A column named 'y' is the lable for whether a user belongs to hateful or reference user group (Hateful user prediction (Task 1)). 
Y=1 is hateful and Y=0 is reference. 

A column named 'y_level' is the labe for high- and low-level hateful users .
Y=1 is high-level hateful user, Y=0 is low-level hateful users, Y=-1 is reference use and excluded from High-level hateful user prediction (Task1). 


In [None]:
# Note that "user_features_hate_ref_SAMPLE.tsv" is a sample file with 80 rows, just for reference.
df = pd.read_csv("user_features_hate_ref_SAMPLE.tsv", sep="\t")
print(df.shape)
df.head()


## Predicting Hateful Users (Task 1)

In [None]:

with open(f"./pred_results_xgboost.tsv", "w") as output:

    output.write("\t".join(["Feature Set", "Macro-F1", "Accuracy", "Flip error-rate", "MAE"])+"\n")

    for featurename in features.keys():
        print(featurename, "------")
        featurelist = features[featurename]

        X = df[featurelist]
        print(X.shape)
        y = df['y']

        best_model, results= train_and_test_xgboost_gridsearch(X, y, featurename, "xgb")

        results_str = "\t".join([str(each_result) for each_result in results])
        output.write("\t".join([featurename, results_str])+"\n")

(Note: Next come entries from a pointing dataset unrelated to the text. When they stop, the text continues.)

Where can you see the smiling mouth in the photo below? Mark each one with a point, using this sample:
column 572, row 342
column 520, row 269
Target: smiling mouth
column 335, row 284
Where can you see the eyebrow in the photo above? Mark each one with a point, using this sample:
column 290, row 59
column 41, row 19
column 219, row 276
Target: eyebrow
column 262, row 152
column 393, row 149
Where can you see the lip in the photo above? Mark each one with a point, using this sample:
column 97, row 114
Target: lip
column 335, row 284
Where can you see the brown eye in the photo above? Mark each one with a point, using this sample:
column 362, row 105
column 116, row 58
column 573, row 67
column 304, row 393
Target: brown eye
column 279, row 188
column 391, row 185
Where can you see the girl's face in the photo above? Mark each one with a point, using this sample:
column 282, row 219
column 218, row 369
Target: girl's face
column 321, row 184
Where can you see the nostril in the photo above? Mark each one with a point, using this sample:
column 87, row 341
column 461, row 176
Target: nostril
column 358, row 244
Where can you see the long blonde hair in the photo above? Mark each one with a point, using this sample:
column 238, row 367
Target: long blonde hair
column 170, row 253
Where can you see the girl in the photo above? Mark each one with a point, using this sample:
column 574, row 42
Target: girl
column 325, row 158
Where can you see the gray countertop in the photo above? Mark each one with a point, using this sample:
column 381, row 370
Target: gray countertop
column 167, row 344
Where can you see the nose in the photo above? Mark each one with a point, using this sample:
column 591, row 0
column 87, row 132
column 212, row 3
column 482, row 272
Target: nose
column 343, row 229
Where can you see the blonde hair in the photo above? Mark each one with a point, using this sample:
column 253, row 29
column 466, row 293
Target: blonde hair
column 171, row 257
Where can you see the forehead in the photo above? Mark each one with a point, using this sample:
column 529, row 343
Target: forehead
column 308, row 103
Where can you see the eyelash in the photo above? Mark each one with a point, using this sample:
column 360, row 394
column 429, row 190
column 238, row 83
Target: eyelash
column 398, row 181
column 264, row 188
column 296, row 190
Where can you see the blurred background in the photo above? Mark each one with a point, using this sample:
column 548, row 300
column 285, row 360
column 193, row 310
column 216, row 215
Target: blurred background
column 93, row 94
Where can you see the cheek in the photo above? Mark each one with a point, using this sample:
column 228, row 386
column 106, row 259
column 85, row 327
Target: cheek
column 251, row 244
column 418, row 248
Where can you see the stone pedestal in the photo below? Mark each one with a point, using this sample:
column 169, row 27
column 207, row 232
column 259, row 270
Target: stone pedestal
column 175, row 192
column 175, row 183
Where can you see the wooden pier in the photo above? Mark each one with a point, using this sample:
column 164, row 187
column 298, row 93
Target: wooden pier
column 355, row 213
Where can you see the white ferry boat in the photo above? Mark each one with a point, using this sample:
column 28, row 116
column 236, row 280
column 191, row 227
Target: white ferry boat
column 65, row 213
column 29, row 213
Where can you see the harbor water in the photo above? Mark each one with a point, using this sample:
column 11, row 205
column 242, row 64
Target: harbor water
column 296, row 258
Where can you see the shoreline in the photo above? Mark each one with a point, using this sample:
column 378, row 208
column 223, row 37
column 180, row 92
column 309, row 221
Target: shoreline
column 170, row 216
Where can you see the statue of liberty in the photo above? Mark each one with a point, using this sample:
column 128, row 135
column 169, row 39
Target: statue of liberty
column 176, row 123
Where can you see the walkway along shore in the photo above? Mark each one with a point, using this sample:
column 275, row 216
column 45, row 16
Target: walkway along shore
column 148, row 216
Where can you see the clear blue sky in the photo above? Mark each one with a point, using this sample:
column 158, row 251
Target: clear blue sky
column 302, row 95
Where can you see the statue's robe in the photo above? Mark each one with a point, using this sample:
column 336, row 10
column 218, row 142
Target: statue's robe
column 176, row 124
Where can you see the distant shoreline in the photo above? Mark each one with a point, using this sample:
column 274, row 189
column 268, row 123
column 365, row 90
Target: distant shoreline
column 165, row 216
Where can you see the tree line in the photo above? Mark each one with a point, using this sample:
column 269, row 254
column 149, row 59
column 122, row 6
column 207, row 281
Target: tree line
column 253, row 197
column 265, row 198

## Predicting High-level Hateful Users (Task 2) 

In [None]:
df_hate = df.query("y_level != -1")
print(df_hate.y_level.value_counts())

with open(f"./pred_results_xgboost_level.tsv", "w") as output:

    output.write("\t".join(["Feature Set", "Macro-F1", "Accuracy", "Flip error-rate", "MAE"])+"\n")

    for featurename in features.keys():
        print(featurename)
        featurelist = features[featurename]

        X = df_hate[featurelist]
        print(X.shape)
        y = df_hate['y_level']

        best_model, results = train_and_test_xgboost_gridsearch(X, y, featurename, "level_xgb")

        results_str = "\t".join([str(each_result) for each_result in results])
        output.write("\t".join([featurename, results_str])+"\n")